Оборотень замолчал. Тут у меня родилась идея.
— Я вообще-то могу сделать защиту, — предложил я. — Но ненадолго. На час, может быть, максимум.
— И что? — пожал плечами лесник. — Дальше что?
— А дальше либо вы её за час нейтрализуете, — я тщательно подобрал слово такое, нейтральное. Может быть, они её не собираются убивать?
— Или сделать амулет с таким же заклятием, нейтрализующим магический узел, — продолжил я. — Точно такой же конструкт-заклинание, каким она наградила тебя.
— А можно? — оборотень подался ко мне, ухватив за спинку переднее кресло. — Я заплачу!
Лесник засмеялся.
— Вот ты даешь, Антоха! — похвалил он меня. — Молодой да ранний! Я б вообще не полез бы в это дело!
— А я и не лезу, — возразил я. — Я сделаю вам амулеты, а вы уж дальше сами, как хотите.
Мы подъехали к дому.
— Спасибо тебе! — Василий Макарович пожал мне руку. — Выручил.
— Спас! — с заднего сиденья протянул мне руку Селифан. — От смерти лютой спас!
— Когда за амулетами приезжать? — лесник ковал железо, не отходя от кассы. Я задумался. Завтра — второе, день рождения у Ленки. Потом надо в камеру хранения наведаться.
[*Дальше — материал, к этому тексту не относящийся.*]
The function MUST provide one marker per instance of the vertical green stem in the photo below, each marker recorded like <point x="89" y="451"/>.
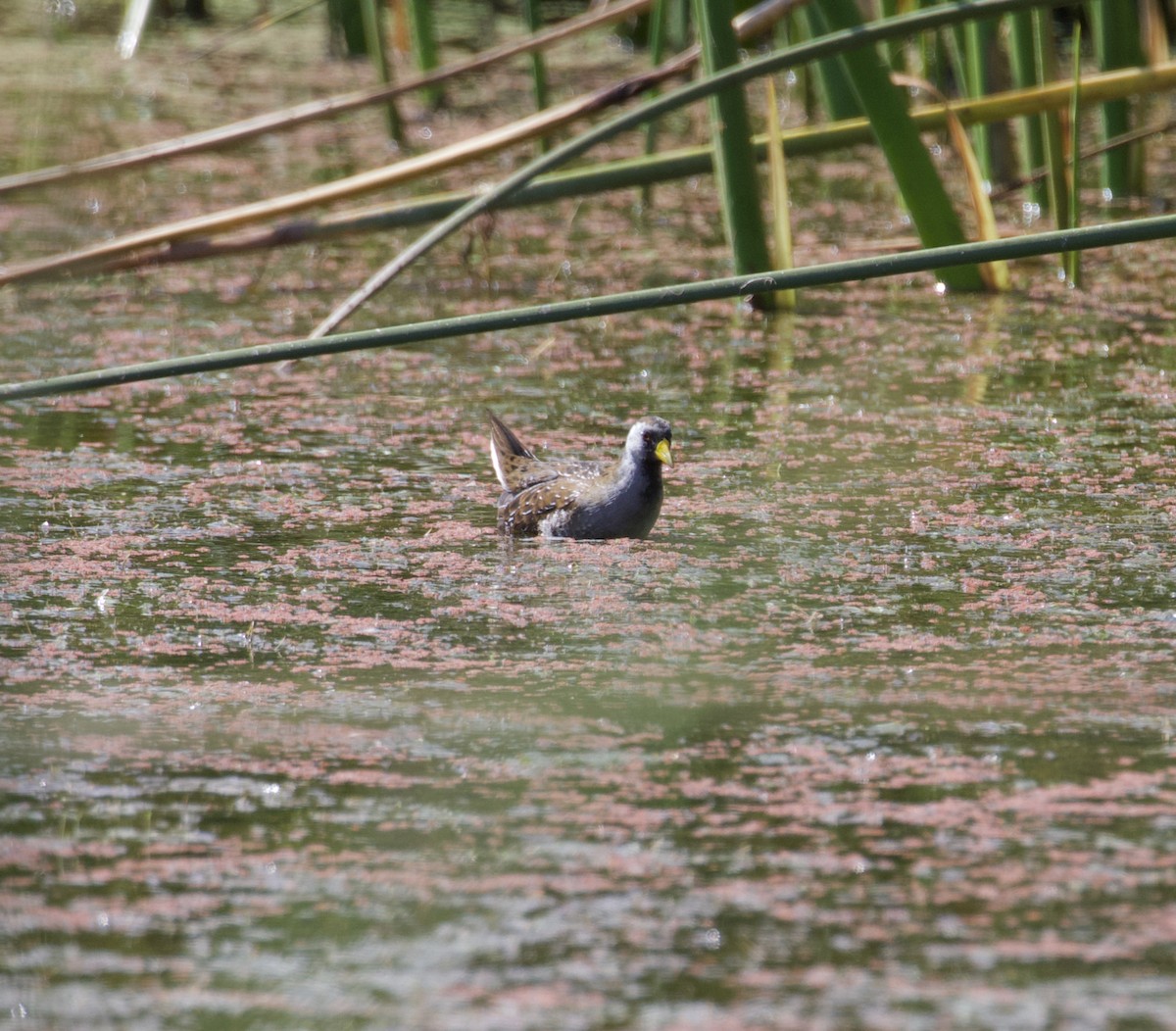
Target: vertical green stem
<point x="1116" y="35"/>
<point x="735" y="169"/>
<point x="918" y="182"/>
<point x="424" y="46"/>
<point x="1023" y="65"/>
<point x="377" y="52"/>
<point x="658" y="18"/>
<point x="1071" y="260"/>
<point x="1046" y="57"/>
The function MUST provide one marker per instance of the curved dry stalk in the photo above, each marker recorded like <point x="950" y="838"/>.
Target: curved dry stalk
<point x="291" y="117"/>
<point x="526" y="128"/>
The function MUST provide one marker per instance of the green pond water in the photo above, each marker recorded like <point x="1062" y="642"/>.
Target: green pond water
<point x="874" y="731"/>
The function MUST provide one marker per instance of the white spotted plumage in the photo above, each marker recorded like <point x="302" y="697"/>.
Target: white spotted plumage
<point x="581" y="500"/>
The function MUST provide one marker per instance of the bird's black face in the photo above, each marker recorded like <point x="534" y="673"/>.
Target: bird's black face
<point x="652" y="437"/>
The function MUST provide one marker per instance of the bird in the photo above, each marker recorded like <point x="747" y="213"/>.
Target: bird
<point x="585" y="501"/>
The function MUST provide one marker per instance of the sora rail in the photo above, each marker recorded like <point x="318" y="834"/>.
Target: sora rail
<point x="581" y="500"/>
— Давайте третьего, — предложил я. — В среду вечером.
Мы распрощались.
Глава 9
Глава 9
А я вот день рожденья не буду справлять!
Первым уроком была химия. Органическая химия, которую вела Молекула. Эту учительницу можно наиболее полно охарактеризовать двумя словами — сварливая бабка. Невысокого росточка, полная, круглая, возрастом за 60, Калошина Татьяна Федоровна («Калошина! Не Галошина!» — как-то наорала она на кого-то из нас в классе 7-м…) постоянно носила короткие юбки, из-под которых сверкали отвратительно толстые ляжки.
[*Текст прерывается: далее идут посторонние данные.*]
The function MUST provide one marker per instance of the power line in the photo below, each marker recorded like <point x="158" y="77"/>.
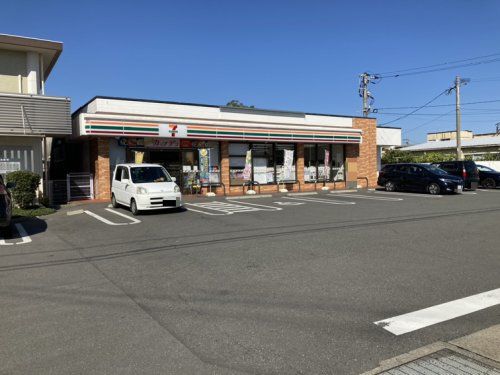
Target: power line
<point x="440" y="69"/>
<point x="441" y="64"/>
<point x="430" y="121"/>
<point x="418" y="108"/>
<point x="439" y="105"/>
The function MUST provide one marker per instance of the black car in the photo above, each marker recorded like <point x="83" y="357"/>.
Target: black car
<point x="5" y="205"/>
<point x="418" y="177"/>
<point x="466" y="169"/>
<point x="488" y="177"/>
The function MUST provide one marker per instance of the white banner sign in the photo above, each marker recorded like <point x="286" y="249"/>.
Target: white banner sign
<point x="287" y="165"/>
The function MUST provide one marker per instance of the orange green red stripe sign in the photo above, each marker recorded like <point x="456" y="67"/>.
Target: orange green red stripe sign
<point x="145" y="129"/>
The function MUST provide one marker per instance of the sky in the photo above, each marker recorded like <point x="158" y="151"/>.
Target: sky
<point x="288" y="55"/>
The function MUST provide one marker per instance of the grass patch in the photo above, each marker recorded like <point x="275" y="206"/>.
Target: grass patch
<point x="32" y="211"/>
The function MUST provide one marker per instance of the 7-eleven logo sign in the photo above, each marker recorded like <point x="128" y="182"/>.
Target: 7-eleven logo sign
<point x="173" y="131"/>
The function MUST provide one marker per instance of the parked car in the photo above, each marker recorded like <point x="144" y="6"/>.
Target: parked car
<point x="466" y="169"/>
<point x="418" y="177"/>
<point x="144" y="187"/>
<point x="5" y="205"/>
<point x="488" y="177"/>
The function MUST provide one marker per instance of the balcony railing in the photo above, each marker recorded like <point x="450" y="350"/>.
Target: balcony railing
<point x="22" y="114"/>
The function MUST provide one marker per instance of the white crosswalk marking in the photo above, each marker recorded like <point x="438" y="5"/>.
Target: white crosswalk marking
<point x="413" y="321"/>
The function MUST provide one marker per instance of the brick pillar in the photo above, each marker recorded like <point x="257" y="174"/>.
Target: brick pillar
<point x="224" y="164"/>
<point x="367" y="159"/>
<point x="99" y="151"/>
<point x="351" y="158"/>
<point x="300" y="163"/>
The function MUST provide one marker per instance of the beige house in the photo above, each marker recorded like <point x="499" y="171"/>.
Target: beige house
<point x="28" y="118"/>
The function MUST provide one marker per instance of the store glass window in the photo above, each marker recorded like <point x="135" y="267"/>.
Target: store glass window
<point x="280" y="158"/>
<point x="310" y="163"/>
<point x="338" y="162"/>
<point x="263" y="163"/>
<point x="324" y="162"/>
<point x="209" y="162"/>
<point x="237" y="155"/>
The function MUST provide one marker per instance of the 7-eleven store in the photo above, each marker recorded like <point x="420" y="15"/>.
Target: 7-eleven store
<point x="225" y="149"/>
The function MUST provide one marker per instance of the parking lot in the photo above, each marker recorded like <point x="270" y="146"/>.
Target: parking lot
<point x="281" y="284"/>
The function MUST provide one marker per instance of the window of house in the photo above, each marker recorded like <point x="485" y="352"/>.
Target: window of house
<point x="324" y="162"/>
<point x="310" y="163"/>
<point x="118" y="174"/>
<point x="237" y="155"/>
<point x="263" y="163"/>
<point x="280" y="158"/>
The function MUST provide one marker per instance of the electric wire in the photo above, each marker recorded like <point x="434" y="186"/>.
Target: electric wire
<point x="417" y="109"/>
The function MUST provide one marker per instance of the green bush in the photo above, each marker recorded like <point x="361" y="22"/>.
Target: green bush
<point x="25" y="186"/>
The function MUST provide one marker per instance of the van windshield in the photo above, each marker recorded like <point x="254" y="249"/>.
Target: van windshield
<point x="436" y="170"/>
<point x="144" y="175"/>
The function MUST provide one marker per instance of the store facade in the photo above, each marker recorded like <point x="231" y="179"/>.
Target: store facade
<point x="226" y="149"/>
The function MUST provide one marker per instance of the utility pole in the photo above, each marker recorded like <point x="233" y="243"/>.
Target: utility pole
<point x="365" y="80"/>
<point x="460" y="155"/>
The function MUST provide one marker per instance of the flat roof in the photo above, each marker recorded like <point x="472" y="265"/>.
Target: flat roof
<point x="221" y="107"/>
<point x="50" y="50"/>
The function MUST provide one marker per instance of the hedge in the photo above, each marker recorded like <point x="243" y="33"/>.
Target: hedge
<point x="25" y="186"/>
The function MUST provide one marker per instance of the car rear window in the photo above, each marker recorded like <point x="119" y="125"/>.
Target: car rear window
<point x="388" y="168"/>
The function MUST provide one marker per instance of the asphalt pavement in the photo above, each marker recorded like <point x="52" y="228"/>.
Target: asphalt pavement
<point x="288" y="284"/>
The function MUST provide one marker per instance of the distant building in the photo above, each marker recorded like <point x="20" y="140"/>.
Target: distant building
<point x="28" y="118"/>
<point x="474" y="145"/>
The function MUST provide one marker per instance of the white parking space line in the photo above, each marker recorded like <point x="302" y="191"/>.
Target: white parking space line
<point x="25" y="238"/>
<point x="290" y="203"/>
<point x="413" y="321"/>
<point x="100" y="218"/>
<point x="423" y="195"/>
<point x="227" y="208"/>
<point x="357" y="196"/>
<point x="267" y="208"/>
<point x="321" y="200"/>
<point x="132" y="219"/>
<point x="206" y="213"/>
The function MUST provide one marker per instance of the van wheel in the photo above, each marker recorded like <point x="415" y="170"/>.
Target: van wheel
<point x="434" y="189"/>
<point x="133" y="208"/>
<point x="489" y="183"/>
<point x="390" y="186"/>
<point x="114" y="203"/>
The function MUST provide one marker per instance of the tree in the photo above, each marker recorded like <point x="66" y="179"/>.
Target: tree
<point x="237" y="104"/>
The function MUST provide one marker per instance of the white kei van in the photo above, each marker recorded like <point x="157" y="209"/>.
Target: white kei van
<point x="144" y="187"/>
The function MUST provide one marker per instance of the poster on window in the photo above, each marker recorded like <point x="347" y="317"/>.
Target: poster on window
<point x="326" y="171"/>
<point x="287" y="165"/>
<point x="247" y="172"/>
<point x="204" y="165"/>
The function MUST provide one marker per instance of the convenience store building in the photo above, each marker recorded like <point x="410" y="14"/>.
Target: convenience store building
<point x="224" y="149"/>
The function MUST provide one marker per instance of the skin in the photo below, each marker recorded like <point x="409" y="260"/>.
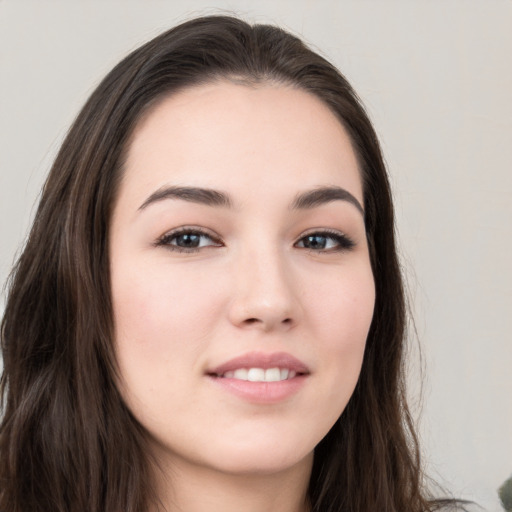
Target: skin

Я у неё авторитетом не пользовался от слова «совсем», сидел за самым последним столом в своём ряду — на «камчатке» — и имел твердую «тройку». Даже если бы я и захотел получить что-то выше «тройки», это оказалось бы бесполезным занятием. Если Молекула вбила себе в голову, что этот ученик знает на «тройку», значит, он будет знать только на «тройку».